Intervention de Danièle Obono

Séance en hémicycle du mardi 8 octobre 2019 à 21h30
Bioéthique — Après l'article 21

Photo issue du site de l'Assemblée nationale ou de WikipediaDanièle Obono :

Pour notre part, nous pouvons déjà nous satisfaire que des amendements sur ce sujet soient discutés et que le Gouvernement se déclare favorable à l'un d'entre eux. En effet, lorsque nous avons commencé à soulever cette question, on nous a opposé qu'elle n'avait pas à être traitée dans le cadre du projet de loi. On a ajouté qu'il n'y avait pas grand-chose à faire, d'autant que tout cela était déjà encadré.

De toute évidence, ce n'est pas le cas : la position du Gouvernement sur un amendement de la majorité constitue, d'une certaine manière, une concession en faveur de nos arguments.

Madame la ministre, si des interdictions existent bien, il nous semble qu'elles laissent encore une part trop large à des pratiques beaucoup trop invasives, qui remettent en cause le libre choix des personnes et leur consentement quant à leur propre corps – ce n'est pas une question de technicité, mais d'éthique.

J'ajoute que des pratiques illégales existent aussi : de toute évidence, la loi, en son état actuel, n'est pas assez protectrice. Je veux citer, à cet égard, des cas concrets. Selon les chiffres du SNDS, le système national des données de santé, il y a eu, en 2017, au moins sept vaginoplasties avec réduction du clitoris pratiquées sur des enfants de moins de un an. Les associations relatent davantage de cas, et elles en trouveraient encore plus si elles faisaient des recherches approfondies. J'espère que les rapports que nous demanderons fourniront des éléments chiffrés complets à ce sujet.

Les opérations dont je viens de parler sont pratiquées dans des centres de référence, ceux-là mêmes où vous voulez envoyer systématiquement les enfants et leur famille. La solution ne réside donc pas dans l'orientation vers des centres qui pratiquent des opérations mutilantes – ce n'est pas nous qui utilisons ce mot, monsieur le rapporteur, mais les associations, les personnes concernées, qui témoignent depuis plusieurs années, et les organisations de défense des droits humains.

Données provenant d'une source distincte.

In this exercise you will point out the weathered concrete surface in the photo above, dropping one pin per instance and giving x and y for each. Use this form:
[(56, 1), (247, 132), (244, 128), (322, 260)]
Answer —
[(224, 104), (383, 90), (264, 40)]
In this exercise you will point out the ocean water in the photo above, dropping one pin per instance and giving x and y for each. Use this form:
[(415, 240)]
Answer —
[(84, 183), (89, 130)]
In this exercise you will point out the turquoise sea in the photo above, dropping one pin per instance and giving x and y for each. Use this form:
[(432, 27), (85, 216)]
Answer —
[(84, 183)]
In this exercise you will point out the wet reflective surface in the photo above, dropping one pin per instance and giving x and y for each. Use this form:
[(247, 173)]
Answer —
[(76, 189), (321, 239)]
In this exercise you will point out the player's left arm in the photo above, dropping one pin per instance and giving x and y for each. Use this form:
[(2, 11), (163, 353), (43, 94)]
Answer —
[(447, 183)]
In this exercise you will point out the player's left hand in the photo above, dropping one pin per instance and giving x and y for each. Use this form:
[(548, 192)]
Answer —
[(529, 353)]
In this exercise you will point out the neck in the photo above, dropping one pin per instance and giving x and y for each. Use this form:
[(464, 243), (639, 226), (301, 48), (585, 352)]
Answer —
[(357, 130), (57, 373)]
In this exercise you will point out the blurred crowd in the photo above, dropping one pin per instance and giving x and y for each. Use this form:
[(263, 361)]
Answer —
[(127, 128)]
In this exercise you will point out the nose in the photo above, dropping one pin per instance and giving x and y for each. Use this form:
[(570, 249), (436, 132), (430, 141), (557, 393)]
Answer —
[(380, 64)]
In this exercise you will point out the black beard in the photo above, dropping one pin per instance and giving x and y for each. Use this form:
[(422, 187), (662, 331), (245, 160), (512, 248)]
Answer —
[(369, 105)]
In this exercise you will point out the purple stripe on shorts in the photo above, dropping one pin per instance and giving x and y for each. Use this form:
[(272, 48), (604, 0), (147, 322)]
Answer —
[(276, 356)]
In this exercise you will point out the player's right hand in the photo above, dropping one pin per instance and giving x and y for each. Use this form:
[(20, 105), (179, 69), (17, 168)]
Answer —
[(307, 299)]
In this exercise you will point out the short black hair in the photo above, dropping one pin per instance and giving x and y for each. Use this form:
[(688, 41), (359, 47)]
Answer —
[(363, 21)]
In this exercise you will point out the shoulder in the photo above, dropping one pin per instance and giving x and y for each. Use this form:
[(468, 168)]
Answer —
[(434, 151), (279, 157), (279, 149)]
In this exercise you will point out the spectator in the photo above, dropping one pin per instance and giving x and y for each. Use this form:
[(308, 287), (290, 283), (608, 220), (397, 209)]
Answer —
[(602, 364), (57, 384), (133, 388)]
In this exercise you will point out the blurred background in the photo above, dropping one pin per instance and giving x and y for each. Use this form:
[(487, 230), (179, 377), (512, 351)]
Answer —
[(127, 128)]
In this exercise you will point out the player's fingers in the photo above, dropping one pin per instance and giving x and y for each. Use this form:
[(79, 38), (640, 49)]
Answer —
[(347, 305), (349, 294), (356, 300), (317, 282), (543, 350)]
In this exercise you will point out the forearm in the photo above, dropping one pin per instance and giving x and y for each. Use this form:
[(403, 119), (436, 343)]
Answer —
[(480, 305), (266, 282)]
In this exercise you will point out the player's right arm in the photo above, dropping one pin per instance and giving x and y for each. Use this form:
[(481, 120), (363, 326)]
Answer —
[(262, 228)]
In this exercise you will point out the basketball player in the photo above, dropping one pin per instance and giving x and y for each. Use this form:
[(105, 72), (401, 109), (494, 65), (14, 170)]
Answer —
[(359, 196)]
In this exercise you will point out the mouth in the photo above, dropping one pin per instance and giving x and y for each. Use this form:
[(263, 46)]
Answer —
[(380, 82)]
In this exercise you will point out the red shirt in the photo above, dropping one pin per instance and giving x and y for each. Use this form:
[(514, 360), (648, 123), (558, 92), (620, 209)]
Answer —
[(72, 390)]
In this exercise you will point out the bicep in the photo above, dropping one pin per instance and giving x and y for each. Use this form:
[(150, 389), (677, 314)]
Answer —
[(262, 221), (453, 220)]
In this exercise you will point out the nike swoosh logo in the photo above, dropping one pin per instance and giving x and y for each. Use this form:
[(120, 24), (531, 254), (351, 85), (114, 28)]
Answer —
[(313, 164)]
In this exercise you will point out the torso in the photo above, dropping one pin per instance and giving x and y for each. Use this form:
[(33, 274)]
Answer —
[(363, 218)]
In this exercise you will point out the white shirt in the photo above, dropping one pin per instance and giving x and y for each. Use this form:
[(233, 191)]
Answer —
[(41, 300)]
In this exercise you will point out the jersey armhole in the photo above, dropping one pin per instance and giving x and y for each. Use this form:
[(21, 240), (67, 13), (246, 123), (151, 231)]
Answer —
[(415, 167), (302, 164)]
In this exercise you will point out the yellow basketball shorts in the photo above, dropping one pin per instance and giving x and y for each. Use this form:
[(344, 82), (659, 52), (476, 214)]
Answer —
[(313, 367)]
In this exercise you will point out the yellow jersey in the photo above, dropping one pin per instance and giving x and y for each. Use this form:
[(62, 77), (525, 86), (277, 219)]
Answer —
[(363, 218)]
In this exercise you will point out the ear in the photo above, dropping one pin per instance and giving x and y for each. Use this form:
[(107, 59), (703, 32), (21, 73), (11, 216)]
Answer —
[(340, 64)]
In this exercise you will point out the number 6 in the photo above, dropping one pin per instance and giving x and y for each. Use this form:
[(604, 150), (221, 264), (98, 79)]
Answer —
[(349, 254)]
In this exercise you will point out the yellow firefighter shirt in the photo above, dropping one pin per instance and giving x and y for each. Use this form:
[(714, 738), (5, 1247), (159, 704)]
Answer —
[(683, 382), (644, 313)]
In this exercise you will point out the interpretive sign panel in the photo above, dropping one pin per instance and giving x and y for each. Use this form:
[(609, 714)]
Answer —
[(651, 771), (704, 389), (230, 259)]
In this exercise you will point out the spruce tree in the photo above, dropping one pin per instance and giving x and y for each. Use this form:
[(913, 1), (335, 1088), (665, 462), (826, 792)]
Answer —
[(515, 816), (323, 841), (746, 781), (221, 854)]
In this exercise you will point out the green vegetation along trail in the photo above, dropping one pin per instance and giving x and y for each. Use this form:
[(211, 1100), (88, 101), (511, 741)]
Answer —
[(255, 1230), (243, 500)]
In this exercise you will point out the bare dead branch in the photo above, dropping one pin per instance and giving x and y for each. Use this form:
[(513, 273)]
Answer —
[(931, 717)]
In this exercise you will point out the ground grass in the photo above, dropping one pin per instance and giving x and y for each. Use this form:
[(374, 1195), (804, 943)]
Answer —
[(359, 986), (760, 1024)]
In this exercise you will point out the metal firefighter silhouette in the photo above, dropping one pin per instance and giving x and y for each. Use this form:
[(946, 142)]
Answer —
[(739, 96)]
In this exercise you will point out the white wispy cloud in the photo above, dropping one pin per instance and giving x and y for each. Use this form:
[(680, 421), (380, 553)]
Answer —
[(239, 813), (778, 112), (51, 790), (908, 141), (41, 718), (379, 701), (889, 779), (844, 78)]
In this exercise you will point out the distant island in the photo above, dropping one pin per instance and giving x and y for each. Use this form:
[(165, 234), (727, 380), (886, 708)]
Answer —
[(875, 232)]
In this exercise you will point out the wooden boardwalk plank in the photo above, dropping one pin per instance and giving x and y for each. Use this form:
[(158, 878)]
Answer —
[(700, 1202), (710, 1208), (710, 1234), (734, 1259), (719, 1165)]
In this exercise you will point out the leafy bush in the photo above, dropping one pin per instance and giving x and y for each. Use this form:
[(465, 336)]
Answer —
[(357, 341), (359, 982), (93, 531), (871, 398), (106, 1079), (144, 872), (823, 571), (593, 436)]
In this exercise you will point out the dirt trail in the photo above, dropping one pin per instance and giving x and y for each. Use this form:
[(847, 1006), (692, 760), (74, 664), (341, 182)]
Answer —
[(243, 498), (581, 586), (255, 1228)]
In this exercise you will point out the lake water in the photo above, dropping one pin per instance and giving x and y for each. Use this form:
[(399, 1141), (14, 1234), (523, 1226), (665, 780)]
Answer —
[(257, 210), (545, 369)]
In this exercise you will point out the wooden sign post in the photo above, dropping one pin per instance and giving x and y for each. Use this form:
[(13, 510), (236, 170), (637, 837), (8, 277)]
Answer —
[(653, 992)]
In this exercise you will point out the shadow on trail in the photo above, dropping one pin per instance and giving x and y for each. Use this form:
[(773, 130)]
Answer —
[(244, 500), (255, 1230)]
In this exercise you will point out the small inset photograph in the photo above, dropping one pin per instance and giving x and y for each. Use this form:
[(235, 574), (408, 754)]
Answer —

Un avis de la direction générale de la santé, adressé au Conseil d'État dans le cadre d'un contentieux précise bien que les opérations de conformation sexuée ne répondent pas à un risque médical direct, que certaines sont interdites, et que seule la personne concernée est à même d'apprécier si elle souhaite en bénéficier, et non le corps médical, aussi performants que soient le savoir et les techniques.

Il existe donc une véritable contradiction entre ce que vous nous dites, madame la ministre, et les chiffres donnés par votre ministère, qui attestent que des opérations invasives, mettant en cause le libre choix des personnes, ont lieu sur des enfants de moins de un an. Et chacun, ici, a certainement eu connaissance des alertes sur le renvoi systématique aux centres de référence.

Nous ne débattons pas de ce sujet pour la première fois, puisqu'il a déjà fait l'objet de plusieurs amendements dans la discussion, mais nous aimerions qu'une avancée concrète soit réalisée, afin de répondre aux alertes multiples et documentées sur les actes de conformation sexuée.

Nous nous félicitons que des rapports soient envisagés pour étayer la question. Toutefois, étant donné les éléments dont nous disposons, il est possible de prendre dès maintenant une décision et d'envoyer ainsi un signal clair, afin que cessent purement et simplement des opérations qui portent atteinte au libre choix des personnes et à leur droit de disposer librement de leur corps, droit qui vaut également pour les enfants.

C'est, je crois, ce qui est attendu de nous alors que nous discutons d'un projet de loi de bioéthique.